There are two kinds of grip used in snare technique: matched grip, in which both hands hold the sticks in an overhand grip, and traditional grip, in which one hand uses an overhand grip and the other an underhand grip. Traditional grip is almost exclusively used on snare drum and concert bass drum, while matched grip is used on all percussion instruments. Traditional grip is also primarily used in drum corps–style marching environments, such as Drum Corps International.

== Rudiments ==

Snare drum technique is learned mainly by learning specific sequences of drumstick strokes, each of them known as a drum rudiment and most of them short. Examples of rudiments are the paradiddle and the drum roll. Rudiments are often practiced in the open, closed, open method, in which the player increases and then decreases the tempo of the pattern in a steady methodical way. Rudiments can be built up into larger phrases, as in the purely rudimental playing of military and marching bands, or used for technical mastery by drum kit players or orchestral percussionists.

== Strokes ==

Snare drumming is accomplished with a series of individual strokes, which fall into a small number of major categories, such as Up, Down, Full, or Tap, and are a more basic level of organization than rudiments.

== Rolls ==

A distinctive feature of snare drumming is the use of rolls, or sustained sounds made from a series of repetitive notes placed close together. Rolls can be played open, as in single- or double-stroke rolls, or closed, as in the orchestral or concert roll.

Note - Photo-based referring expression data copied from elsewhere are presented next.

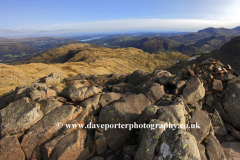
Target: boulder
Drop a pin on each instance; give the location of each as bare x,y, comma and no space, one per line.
218,124
127,110
70,147
228,77
109,97
36,94
19,116
137,77
214,149
176,78
217,85
49,105
148,113
200,118
91,104
163,77
154,92
79,94
173,113
180,85
194,90
231,150
232,101
101,144
52,79
10,149
46,128
202,149
149,141
177,144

== Techniques and styles ==
There are many snare drum techniques, which vary by context or music being performed. Snare drum can be played with sweeping and stirring motions if played with brushes. It can also be played in a snappy and light manner, as in the Pipe band tradition of Scotland. A much heavier approach is used by American drum corps. Ancient fife and drum corps used a flowing whip-like method now known as the Moeller method after its 20th century champion Sanford A. Moeller, which is also sometimes employed by drum kit players. A contrasting style of playing, using a lot of rebound from the head, is often called the Gladstone method, after Billy Gladstone.